Properties of Ackermann's function

[mathmari]

Hey!

I want to show the following properties of Ackermann's function:

1. $A(x,y)>y$.
   
2. $A(x,y+1)>A(x,y)$.
   
3. If $y_2>y_1$, then $A(x,y_2)>A(x,y_1)$.
   
4. $A(x+1, y) \geq A(x,y+1)$.
   
5. $A(x,y)>x$.
   
6. If $x_2>x_1$, then $A(x_2, y)>A(x_1, y)$.
   
7. $A(x+2, y)>A(x,2y)$.

I have done the following:

1. Induction on $x$.
   
2. Induction on $x$.
   Base case: For $x=0$ we have $A(0,y+1)=y+2>y+1=A(0,y)$, by the definition of $A$.
   
   Inductive hypothesis: We assume that it holds for $x=n$, that means $A(n,y+1)>A(n,y)$ (I.H.x)
   
   Inductive step: We want to show that $A(n+1, y+1)>A(n+1,y)$.
   By the definition of $A$ and by the property $1$ we have $A(n+1, y+1)=A(n,A(n+1, y))>A(n+1,y)$.
   
3. 
   
4. Induction on $y$.
   Base case: For $y=0$ we have $A(x+1, 0)=A(x,1)=A(x,0+1)$.
   
   Inductive hypothesis: We assume that it holds for $y=m$, that means $A(x+1, m) \geq A(x,m+1)$ (I.H.)
   
   Inductive step: We want to show that $A(x+1, m+1) \geq A(x,m+2)$.
   By the definition we have $A(x+1, m+1)=A(x,A(x+1, m))$. By the (I.H.) and the property $1$ we have $A(x+1, m) \geq A(x,m+1)>m+1 \Rightarrow A(x+1, m) \geq A(x,m+1) \geq m+2$. By the property $3$ we have $A(x,A(x+1,m)) \geq A(x,m+2)$. So, we cocnlude that $A(x+1, m+1) \geq A(x,m+2)$.
   
5. By the property $4$ we have $A(x+1, y) \geq A(x,y+1)$. So, we have $A(x,y) \geq A(x-1, y+1) \geq A(x-2, y+2) \geq \dots \geq A(0,x+y)=x+y+1>x$.
   But how can we prove this formally??
   
6. 
   
7. Induction on $y$.
   Base case: For $y=0$ we have by the property $6$ $A(x+2, 0)>A(x,0)=A(x,2 \cdot 0)$.
   
   Inductive hypothesis: We assume that it holds for $y=m$, that means $A(x+2, m)>A(x,2m)$ (I.H.)
   
   Inductive step: We want to show that $A(x+2, m+1) > A(x,2(m+1))$.
   By the definition of $A$ we have $A(x+2, m+1)=A(x+1, A(x+2, m))$. By the (I.H.) we have $A(x+2, m)>A(x,2m)$. By the property $3$ we have $A(x+2, m+1)>A(x+1, A(x,2m))$. By the property $4$ we have $A(x+1, A(x,2m)) \geq A(x,A(x,2m)+1)$ According to the property $1$, $A(x,2m)>2m \Rightarrow A(x,2m) \geq 2m+1$ or equivalently $A(x,2m)+1 \geq 2m+2=2(m+1)$. By the property $3$ we have $A(x,A(x,2m)+1) \geq A(x,2(m+1))$. So, $A(x+2, m+1)>A(x,2(m+1))$.

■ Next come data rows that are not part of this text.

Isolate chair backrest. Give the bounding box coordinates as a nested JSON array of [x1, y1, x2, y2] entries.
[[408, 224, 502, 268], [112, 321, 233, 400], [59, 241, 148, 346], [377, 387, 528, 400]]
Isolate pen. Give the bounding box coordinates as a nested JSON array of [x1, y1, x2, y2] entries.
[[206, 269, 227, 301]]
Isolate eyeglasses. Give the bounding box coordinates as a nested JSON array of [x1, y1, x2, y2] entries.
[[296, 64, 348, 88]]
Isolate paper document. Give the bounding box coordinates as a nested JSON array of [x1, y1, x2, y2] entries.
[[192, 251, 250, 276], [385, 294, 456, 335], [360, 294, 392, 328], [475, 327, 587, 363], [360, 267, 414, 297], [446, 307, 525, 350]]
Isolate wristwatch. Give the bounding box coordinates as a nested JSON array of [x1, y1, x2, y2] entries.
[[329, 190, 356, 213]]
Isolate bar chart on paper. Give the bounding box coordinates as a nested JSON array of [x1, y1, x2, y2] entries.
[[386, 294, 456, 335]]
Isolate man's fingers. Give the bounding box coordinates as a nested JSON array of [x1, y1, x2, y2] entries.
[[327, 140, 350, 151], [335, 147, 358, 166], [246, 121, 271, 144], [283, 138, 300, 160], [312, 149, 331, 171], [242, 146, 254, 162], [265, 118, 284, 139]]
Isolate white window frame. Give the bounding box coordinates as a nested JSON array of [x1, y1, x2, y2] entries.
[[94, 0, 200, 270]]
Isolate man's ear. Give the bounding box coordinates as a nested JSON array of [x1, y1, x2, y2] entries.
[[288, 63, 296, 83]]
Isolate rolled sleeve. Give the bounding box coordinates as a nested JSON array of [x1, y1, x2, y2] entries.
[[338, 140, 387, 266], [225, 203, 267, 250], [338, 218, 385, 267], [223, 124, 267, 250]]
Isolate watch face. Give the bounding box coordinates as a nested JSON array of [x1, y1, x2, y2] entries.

Is this correct?? Could I improve something?? (Wondering)

Could you give me some hints to prove the properties $3, 6$ ?? (Wondering)

 

[mathmari]

At the proof of the properties $3$ and $6$ do we use the properties $2$ and $4$ respectively?

But how? (Wondering)

For example, for the property $3$ would the proof be as follows?

Induction on $x$.

Base case: For $x=0$ we have $A(0,y_2)=y_2+1>y_1+1=A(0,y_1)$

Inductive hypothesis: We assume that it holds for $x=n$, that means $A(n,y_2)>A(n,y_1)$ (I.H)

Inductive step: We want to show that $A(n+1,y_2)>A(n+1,y_1)$.

How can we continue?

 

[mathmari]

I tried again to prove the property $3$:

$y_2>y_1 \Rightarrow y_2=y_1+d, d>0 \Rightarrow d=y_2-y_1>0$

Induction on $d$.

Base case: For $d=1$ we have $A(x, y_2)=A(x, y_1+1) \overset{(2)}{>}A(x, y_1)$.

Inductive hypothesis: We assume that it holds for $d=k$, that means that $A(x, y_2)=A(x, y_1+k)>A(x, y_1)$ (I.H.)

Inductive step: We want to show that $A(x, y_1+(k+1))>A(x, y_1)$
$A(x, y_1+k+1)=A(x, (y_1+k)+1)\overset{(2)}{>}A(x, y_1+k)\overset{ (I.H.) }{>}A(x, y_1)$ Is this correct? Could I improve something? (Wondering)

The proof of the property $6$ is similar, isn't it?

On which variable do we use the induction for the property $5$ ?

 

[mathmari]

For the property $5$ do we do the following?

We will show that $$A(x, y) \geq A(0, x+y)$$ by induction on $k=x+y$. Base case: For $k=0$ we have $x=y=0$, so $A(0, 0) \geq A(0, 0)$.

Inductive hypothesis: We assume that it stands for $k=n$, $A(x, y) \geq A(0, n)$. (I.H.)

Inductive step: We will show that it stands for $k=n+1$, $x+1+y=n+1$, that means that $A(x+1, y) \geq A(0, n+1)=(n+1)+1=n+2$.
We have that $A(x+1, y) >A(x, y) \overset{ (I.H.) }{\geq} A(0, n)=n+1$.
$A(x+1, y)>n+1 \Rightarrow A(x+1, y) \geq n+2$. So, we have that $A(x, y) \geq A(0, x+y)=x+y+1>x+y$. Is this correct?